Explain the physiology of fainting due to emotional responses.
Explain the physiology of fainting due to prolonged standing.
Explain why a person’s feet tend to swell in the upright posture.
Explain why a person might feel faint when quickly rising from a lying to a standing position.
Define shock. What are the causes of hypovolemic shock, low-resistance shock, and cardiogenic shock?
What factors boost venous return during moderate exercise?
Describe how feedforward is involved at the onset of exercise.
How do baroreceptors get “reset” during exercise? What is the result of this resetting?
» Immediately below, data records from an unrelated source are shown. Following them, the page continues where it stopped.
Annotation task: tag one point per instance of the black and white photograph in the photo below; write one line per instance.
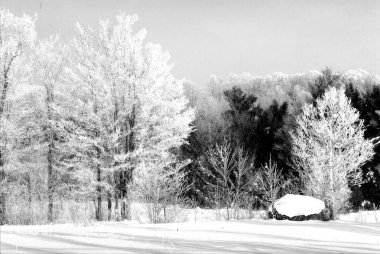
(189, 126)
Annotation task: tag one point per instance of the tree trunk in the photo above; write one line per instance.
(109, 203)
(3, 198)
(50, 182)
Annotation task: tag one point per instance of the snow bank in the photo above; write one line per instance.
(362, 217)
(296, 205)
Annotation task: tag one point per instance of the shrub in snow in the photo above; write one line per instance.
(329, 149)
(299, 207)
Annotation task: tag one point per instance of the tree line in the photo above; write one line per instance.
(101, 120)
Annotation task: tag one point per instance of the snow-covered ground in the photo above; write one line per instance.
(255, 236)
(362, 217)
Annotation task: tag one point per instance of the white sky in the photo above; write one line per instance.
(220, 37)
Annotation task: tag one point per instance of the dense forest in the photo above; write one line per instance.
(94, 124)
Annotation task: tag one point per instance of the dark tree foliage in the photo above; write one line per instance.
(194, 150)
(242, 118)
(322, 83)
(273, 140)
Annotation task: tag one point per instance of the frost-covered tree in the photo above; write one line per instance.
(131, 111)
(329, 148)
(49, 62)
(17, 35)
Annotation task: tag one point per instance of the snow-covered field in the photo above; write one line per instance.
(362, 217)
(255, 236)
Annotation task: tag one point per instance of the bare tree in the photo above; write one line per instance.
(329, 149)
(16, 35)
(228, 172)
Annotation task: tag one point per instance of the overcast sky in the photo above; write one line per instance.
(221, 37)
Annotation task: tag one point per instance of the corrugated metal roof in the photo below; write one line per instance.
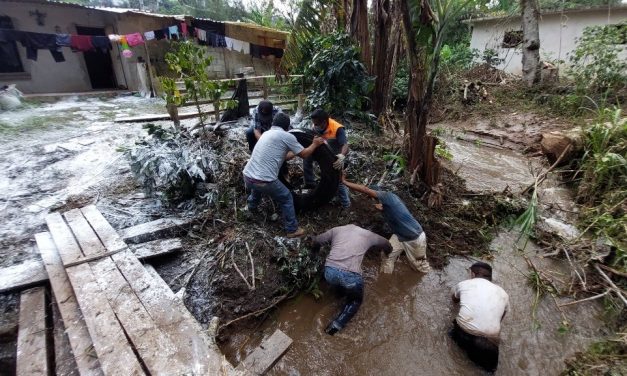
(548, 13)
During very strenuous exercise such as resistance training, how is blood flow to skeletal muscles
altered?
How does the physiology of a well-trained athlete differ from otherwise healthy but sedentary
individuals with respect to:
Stroke volume
End diastolic ventricular volume
Heart rate
Maximal Cardiac output
Capillary density in skeletal muscles
How is blood flow increased to skeletal muscles during exercise? How does blood flow to the brain,
heart, skin, kidneys, and gastrointestinal tract change during exercise?
Is the set point for mean arterial pressure altered during exercise?
How is it that isometric contractions lead to fatigue earlier than isotonic exercise?
How is TPR affected by isometric exercise?
What values of blood pressure constitute the lower limit for hypertension?
What is the cause of primary (essential) hypertension?
What change occurs in the left ventricle that is indicative of hypertension?
How do the following drugs accomplish the desired results when used to treat hypertension: diuretics,
beta blockers, ACE inhibitors, sympathetic antagonists.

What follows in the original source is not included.